I was a stranger to my body, escaping messy feelings by living through my mind. I dressed her, made her behave – learning that I must have control at any cost. I cultivated a winning smile to cover anguish I could not name. Buried all fear. This last one backfired during infancy. I lived pure terror. I had no Voice. It was years before I realized who stole it.

 Being thin became an obsession. Food the enemy. The eight year old watched. Adoring a mother who stood on the scale who looked down at rising numbers in disgust the child learned. FAT was bad. She starved, a paper doll floating through thin air.

Sex was a nightmare. Full of monster men with giant penises. To this day she feels a horror she still can’t name. To be sexual was a sin (and she wasn’t even catholic) so she learned to forget while she let herself be used. She split even further away from this foreign object that betrayed her. No wonder she chose the color red – Mary Magdalene – her only friend. 

She was born to be a mother but didn’t know how to be one.

When Nature finally claimed her she began to fall to Earth. At first the chasm she fell into seemed too deep.

Grandmother Moon rose over the mountain. Each month she bathed the woman in numinous white light until one day she longed to feel those moonbeams. 

Without body her soul was lost. Discarnate. She mourned.

Ritual led the way.

 She vowed to develop a relationship with the one she had scorned.

It took a lifetime to heal the split, and even now, against her will, some days she still leaves her precious pearls behind.

 Ah, the legacy of self abandonment…

Postscript:

Such a sad story but I think it is a common one for women. Our bodies carry our feelings and if abuse is part of our history, or pain intrudes with regularity for some other reason, then escaping into our minds brings relief.

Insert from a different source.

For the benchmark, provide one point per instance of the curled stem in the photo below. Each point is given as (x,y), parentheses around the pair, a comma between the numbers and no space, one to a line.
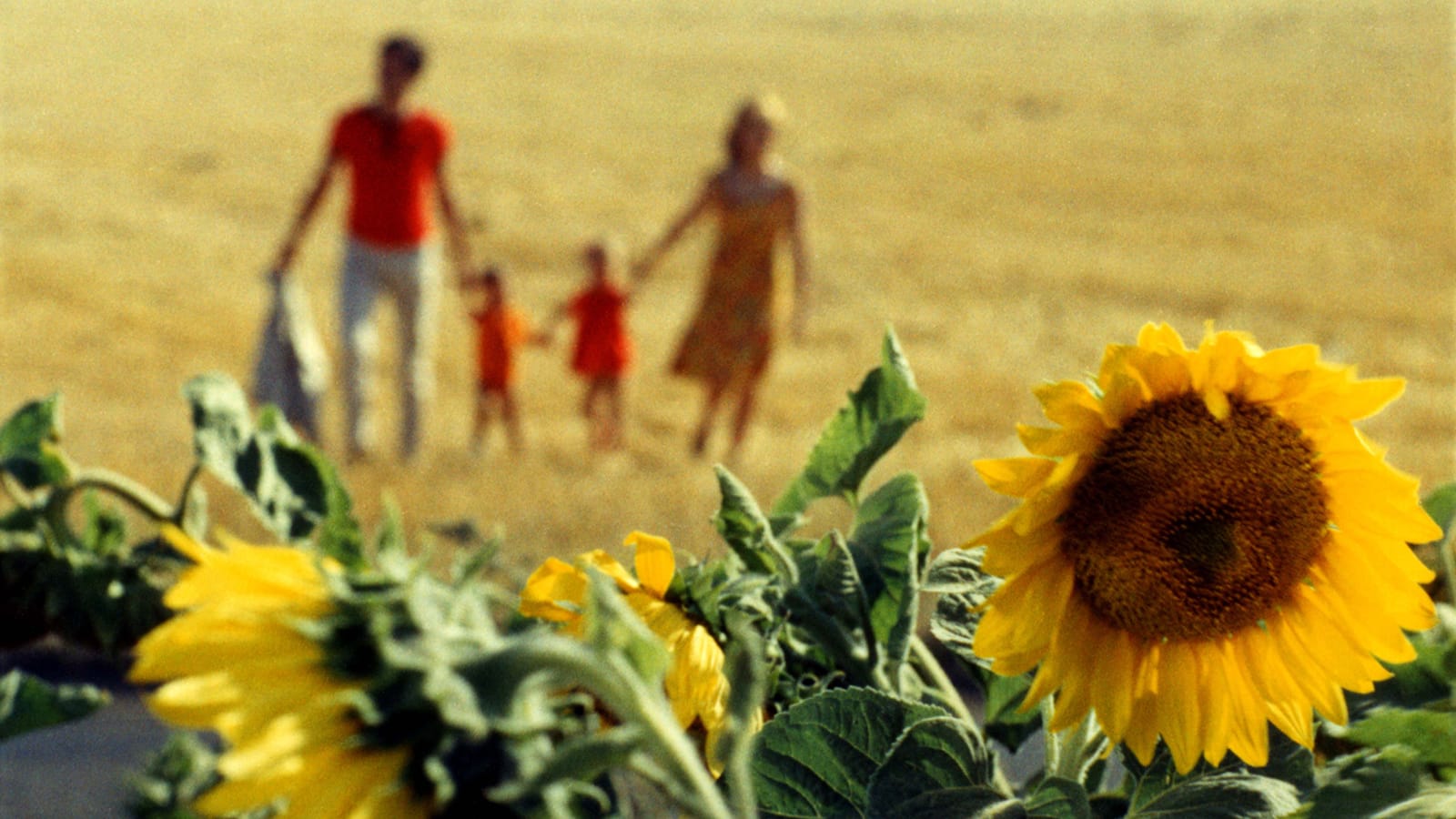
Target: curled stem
(623,693)
(135,494)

The danger is that this flight into mind and rejection of our bodies may become permanent.

In my case, it was discovering the power of ritual that helped me heal my broken body – mind connection. This process began when I reclaimed my Native roots and discovered the power of the Medicine Wheel to orient me to the seasons and ritual celebrations four times a year.  World mythology introduced me to the Celtic eight spokes of the year and these cross quarter celebrations seemed to fit the others so I added them to the other four. Finally, I included a monthly full moon ritual because it seemed to me that the moon was my real mother, and this mother celebrated her body.

In time these rituals wrote themselves through my experiences with nature, and with humans. Often my intentions became clear through dreams. Because I wrote all my own rituals each remains fluid and open to this day.I credit my monthly full moon ritual that focused on caring about and for my body as the seed that eventually helped me recover my broken body – mind through Beauty, Love, and Acceptance.